Алмер вскочил с кровати и быстро оделся. Закинув обе косы за спину, он смерил его пренебрежительным взглядом и наотрез покачал головой:
– Этот кодекс делает их предсказуемыми и медлительными. Первый визор Сомбра убил много стальных воинов. Он часто говорил, что сражение с ними напоминало бой львов с черепахами. Оставайся лучше львом, Амин Асан.
Опираясь на кривой клинок, будто на трость, алмер зашагал к лестнице. Ингмар слушал его удаляющуюся поступь, попутно развязывая шнуровку конверта. Вскоре на ладонь легло овальное зеркальце в латунной оправе. Острые края волшебной вещицы были прижаты к вогнутому ложу шестью зубцами. На обратной стороне выгравированы растительные узоры, сведенные к центру, где в углублении темнел граненый кусок черного кварца.
Зеркала в их время были редкостью. В богатых домах Магории женщины использовали смотрильни – начищенные до блеска листы металла, а девицам попроще хватало отражения в бочке. Напольных зеркал, некогда популярных у меандрийцев, сохранилось немного, и все они стояли во дворцах Владычества Суран, а маленькие, вроде этого, чаще использовали ведьмы.
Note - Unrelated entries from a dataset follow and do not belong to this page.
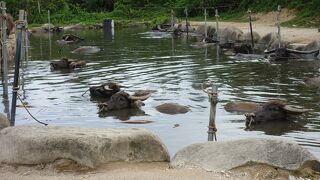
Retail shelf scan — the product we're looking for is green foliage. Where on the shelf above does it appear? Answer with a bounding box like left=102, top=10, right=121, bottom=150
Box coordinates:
left=5, top=0, right=320, bottom=26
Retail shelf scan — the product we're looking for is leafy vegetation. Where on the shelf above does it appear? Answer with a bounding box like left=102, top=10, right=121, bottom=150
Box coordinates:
left=5, top=0, right=320, bottom=26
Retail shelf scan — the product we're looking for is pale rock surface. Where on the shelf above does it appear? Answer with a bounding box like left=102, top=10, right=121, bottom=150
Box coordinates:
left=0, top=126, right=170, bottom=168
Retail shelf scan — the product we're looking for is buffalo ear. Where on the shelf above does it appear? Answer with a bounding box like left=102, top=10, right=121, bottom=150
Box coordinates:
left=128, top=93, right=151, bottom=101
left=283, top=105, right=312, bottom=115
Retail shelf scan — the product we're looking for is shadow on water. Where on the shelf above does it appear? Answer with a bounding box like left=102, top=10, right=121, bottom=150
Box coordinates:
left=99, top=109, right=147, bottom=121
left=0, top=28, right=320, bottom=157
left=245, top=121, right=308, bottom=136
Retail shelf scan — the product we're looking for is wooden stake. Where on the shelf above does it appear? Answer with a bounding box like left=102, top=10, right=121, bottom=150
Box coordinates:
left=215, top=9, right=220, bottom=42
left=248, top=9, right=254, bottom=50
left=202, top=86, right=218, bottom=141
left=204, top=8, right=208, bottom=38
left=277, top=5, right=281, bottom=48
left=184, top=8, right=189, bottom=35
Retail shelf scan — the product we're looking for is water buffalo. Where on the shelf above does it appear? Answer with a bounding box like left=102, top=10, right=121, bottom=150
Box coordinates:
left=30, top=24, right=63, bottom=33
left=245, top=101, right=310, bottom=127
left=224, top=102, right=261, bottom=113
left=156, top=103, right=190, bottom=115
left=63, top=24, right=87, bottom=31
left=196, top=25, right=216, bottom=37
left=50, top=58, right=86, bottom=70
left=72, top=46, right=101, bottom=54
left=303, top=77, right=320, bottom=88
left=98, top=91, right=151, bottom=112
left=220, top=26, right=244, bottom=44
left=57, top=34, right=84, bottom=44
left=0, top=14, right=15, bottom=36
left=89, top=82, right=121, bottom=98
left=243, top=31, right=261, bottom=43
left=264, top=48, right=319, bottom=61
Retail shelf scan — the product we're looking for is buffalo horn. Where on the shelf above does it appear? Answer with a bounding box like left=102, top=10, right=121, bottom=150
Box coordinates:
left=283, top=105, right=312, bottom=114
left=128, top=94, right=151, bottom=101
left=287, top=49, right=319, bottom=54
left=264, top=49, right=277, bottom=54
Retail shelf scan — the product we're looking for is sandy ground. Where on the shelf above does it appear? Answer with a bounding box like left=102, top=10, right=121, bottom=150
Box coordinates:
left=0, top=10, right=320, bottom=180
left=191, top=9, right=320, bottom=44
left=0, top=162, right=320, bottom=180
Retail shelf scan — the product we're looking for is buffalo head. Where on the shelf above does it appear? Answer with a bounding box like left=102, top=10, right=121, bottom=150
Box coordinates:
left=50, top=58, right=86, bottom=70
left=99, top=91, right=151, bottom=112
left=264, top=48, right=319, bottom=61
left=245, top=101, right=310, bottom=127
left=89, top=82, right=121, bottom=98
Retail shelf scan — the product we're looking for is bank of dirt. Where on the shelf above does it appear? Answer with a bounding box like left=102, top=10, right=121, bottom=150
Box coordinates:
left=0, top=162, right=320, bottom=180
left=191, top=9, right=320, bottom=44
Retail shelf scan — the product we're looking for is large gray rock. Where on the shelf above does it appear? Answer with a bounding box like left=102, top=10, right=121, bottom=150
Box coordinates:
left=0, top=126, right=170, bottom=167
left=171, top=138, right=320, bottom=171
left=0, top=113, right=10, bottom=130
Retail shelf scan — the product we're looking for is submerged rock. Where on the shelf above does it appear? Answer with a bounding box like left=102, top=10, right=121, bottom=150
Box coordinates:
left=171, top=138, right=320, bottom=171
left=156, top=103, right=190, bottom=115
left=0, top=126, right=170, bottom=168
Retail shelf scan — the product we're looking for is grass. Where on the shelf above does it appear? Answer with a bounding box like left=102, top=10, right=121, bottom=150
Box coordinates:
left=29, top=7, right=320, bottom=27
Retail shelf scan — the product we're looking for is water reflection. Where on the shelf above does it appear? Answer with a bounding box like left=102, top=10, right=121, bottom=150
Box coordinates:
left=99, top=109, right=147, bottom=121
left=0, top=29, right=320, bottom=157
left=245, top=120, right=308, bottom=136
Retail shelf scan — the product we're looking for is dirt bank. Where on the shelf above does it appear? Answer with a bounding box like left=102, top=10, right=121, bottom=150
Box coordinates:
left=0, top=162, right=319, bottom=180
left=191, top=21, right=320, bottom=44
left=191, top=9, right=320, bottom=44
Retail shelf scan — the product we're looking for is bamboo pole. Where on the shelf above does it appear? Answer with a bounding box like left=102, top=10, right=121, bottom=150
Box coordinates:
left=0, top=1, right=8, bottom=74
left=38, top=0, right=41, bottom=14
left=48, top=10, right=51, bottom=58
left=10, top=11, right=25, bottom=126
left=0, top=1, right=10, bottom=119
left=203, top=86, right=218, bottom=141
left=277, top=5, right=281, bottom=48
left=171, top=9, right=174, bottom=31
left=215, top=9, right=220, bottom=42
left=247, top=9, right=254, bottom=50
left=184, top=8, right=189, bottom=38
left=204, top=8, right=208, bottom=38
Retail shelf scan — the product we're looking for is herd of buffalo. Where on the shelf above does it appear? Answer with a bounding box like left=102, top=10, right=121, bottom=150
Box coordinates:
left=1, top=15, right=320, bottom=127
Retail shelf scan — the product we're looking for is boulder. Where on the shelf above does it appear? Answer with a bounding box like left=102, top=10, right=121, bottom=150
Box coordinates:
left=0, top=126, right=170, bottom=168
left=171, top=138, right=320, bottom=171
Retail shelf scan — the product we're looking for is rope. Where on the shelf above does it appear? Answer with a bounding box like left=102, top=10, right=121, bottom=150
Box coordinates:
left=81, top=89, right=90, bottom=96
left=17, top=93, right=48, bottom=126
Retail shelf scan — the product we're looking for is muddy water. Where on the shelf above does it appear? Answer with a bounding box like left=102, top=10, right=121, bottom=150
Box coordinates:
left=0, top=29, right=320, bottom=157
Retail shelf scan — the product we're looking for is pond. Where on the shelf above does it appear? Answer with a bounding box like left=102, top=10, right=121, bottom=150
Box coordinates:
left=0, top=28, right=320, bottom=158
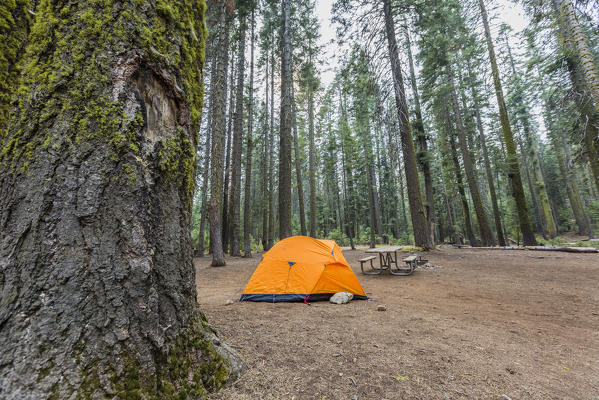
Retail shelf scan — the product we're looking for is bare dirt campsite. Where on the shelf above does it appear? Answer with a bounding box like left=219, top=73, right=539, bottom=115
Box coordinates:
left=195, top=248, right=599, bottom=400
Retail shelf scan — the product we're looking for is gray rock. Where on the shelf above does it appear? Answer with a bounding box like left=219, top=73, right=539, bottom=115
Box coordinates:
left=329, top=292, right=354, bottom=304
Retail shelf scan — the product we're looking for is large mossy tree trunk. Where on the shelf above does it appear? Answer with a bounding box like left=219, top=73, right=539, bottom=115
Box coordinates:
left=0, top=1, right=240, bottom=399
left=0, top=0, right=33, bottom=131
left=478, top=0, right=537, bottom=246
left=383, top=0, right=433, bottom=249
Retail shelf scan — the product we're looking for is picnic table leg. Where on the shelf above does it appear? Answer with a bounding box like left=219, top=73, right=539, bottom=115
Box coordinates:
left=360, top=258, right=383, bottom=275
left=389, top=252, right=416, bottom=276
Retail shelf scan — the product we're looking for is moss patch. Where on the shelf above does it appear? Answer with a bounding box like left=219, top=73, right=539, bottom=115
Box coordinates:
left=76, top=322, right=229, bottom=400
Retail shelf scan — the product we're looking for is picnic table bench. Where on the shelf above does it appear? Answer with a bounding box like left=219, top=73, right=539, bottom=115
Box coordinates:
left=359, top=246, right=427, bottom=276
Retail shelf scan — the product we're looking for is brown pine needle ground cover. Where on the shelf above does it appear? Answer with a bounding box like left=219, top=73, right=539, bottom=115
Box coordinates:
left=196, top=245, right=599, bottom=400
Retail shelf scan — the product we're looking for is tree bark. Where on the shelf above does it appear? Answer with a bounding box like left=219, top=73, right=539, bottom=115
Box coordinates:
left=308, top=79, right=316, bottom=237
left=447, top=110, right=480, bottom=246
left=229, top=10, right=247, bottom=257
left=209, top=2, right=231, bottom=267
left=383, top=0, right=433, bottom=250
left=267, top=47, right=275, bottom=250
left=0, top=0, right=30, bottom=132
left=291, top=84, right=307, bottom=236
left=405, top=24, right=435, bottom=244
left=505, top=38, right=558, bottom=239
left=262, top=49, right=272, bottom=251
left=447, top=66, right=495, bottom=246
left=196, top=131, right=212, bottom=257
left=221, top=49, right=235, bottom=253
left=0, top=1, right=240, bottom=400
left=279, top=0, right=292, bottom=239
left=243, top=6, right=255, bottom=258
left=559, top=0, right=599, bottom=114
left=478, top=0, right=537, bottom=246
left=468, top=61, right=507, bottom=246
left=552, top=0, right=599, bottom=195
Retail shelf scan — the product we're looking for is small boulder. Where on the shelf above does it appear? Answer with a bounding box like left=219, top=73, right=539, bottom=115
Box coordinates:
left=329, top=292, right=354, bottom=304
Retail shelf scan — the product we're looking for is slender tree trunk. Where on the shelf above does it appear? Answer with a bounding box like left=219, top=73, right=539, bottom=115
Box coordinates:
left=262, top=49, right=272, bottom=251
left=291, top=84, right=306, bottom=236
left=209, top=3, right=231, bottom=267
left=267, top=46, right=275, bottom=250
left=505, top=39, right=558, bottom=239
left=196, top=48, right=217, bottom=257
left=196, top=131, right=211, bottom=257
left=383, top=0, right=433, bottom=250
left=405, top=24, right=435, bottom=244
left=0, top=1, right=240, bottom=400
left=553, top=0, right=599, bottom=114
left=229, top=12, right=247, bottom=257
left=552, top=0, right=599, bottom=194
left=222, top=51, right=235, bottom=253
left=279, top=0, right=292, bottom=239
left=308, top=83, right=316, bottom=237
left=397, top=155, right=410, bottom=233
left=468, top=61, right=506, bottom=246
left=447, top=66, right=495, bottom=246
left=518, top=141, right=547, bottom=239
left=554, top=135, right=592, bottom=236
left=447, top=115, right=479, bottom=246
left=478, top=0, right=537, bottom=246
left=243, top=8, right=255, bottom=257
В Магории зеркала покупали редко. Существовало поверье, что смотрящий в них человек способен потерять разум, поменявшись местами с собственным отражением, поэтому многие люди боялись к ним даже приближаться.
Ингмар посмотрел в зеркальце и улыбнулся. Если это и впрямь так, то все женщины в пустыне сотни лет назад поголовно лишились разума. Разумеется, в этих безделушках не было ничего мистического. Техника изготовления чистых зеркал была утеряна тысячу лет назад, и включала в себя не волшебство, а кропотливый и опасный труд сотен людей. Однако то единственное зеркало, которое он держал при себе – было исключением.
Старый некромант Променон, которого он встретил в Ниппуре, утверждал, что оно было создано не для созерцания, а для истребления зла и отражения заклятий. С обратной стороны, среди узоров, были выгравированы три слова на меандрийском языке. Так называемое «повеление», а в их понимании просто заклинание, с помощью которого можно было пробудить силу артефакта.
– Сальвиум эст виктум, – по слогам произнес он, почувствовав, как предмет задрожал у него в руках. Значения этих слов он не понимал. Заклинание некромант перевел на фарзи и записал на пергаменте, который он теперь носил в конверте.
Перевернув зеркало, Ингмар осмотрел загоревшее лицо, которое раньше было бледным, как моровой гриб, и седые волосы, высушенные пустынным солнцем. Глядя в зеленые глаза, смотревшие на него из глубин зерцала, он вспомнил, как покинул Кременгольское герцогство и ушел за Белую тропу, как воевал среди гамеланцев, как сразил своего первого никта и стал рыцарем под крылом лорда Мэддокса. Многие годы он жил в седле, пока приказы короля не привели его в крепость Холдварг. Именно там, у подножия Монферонских гор шестнадцать лет назад он впервые увидел своего врага, и в последний раз заговорил с Айнхартом.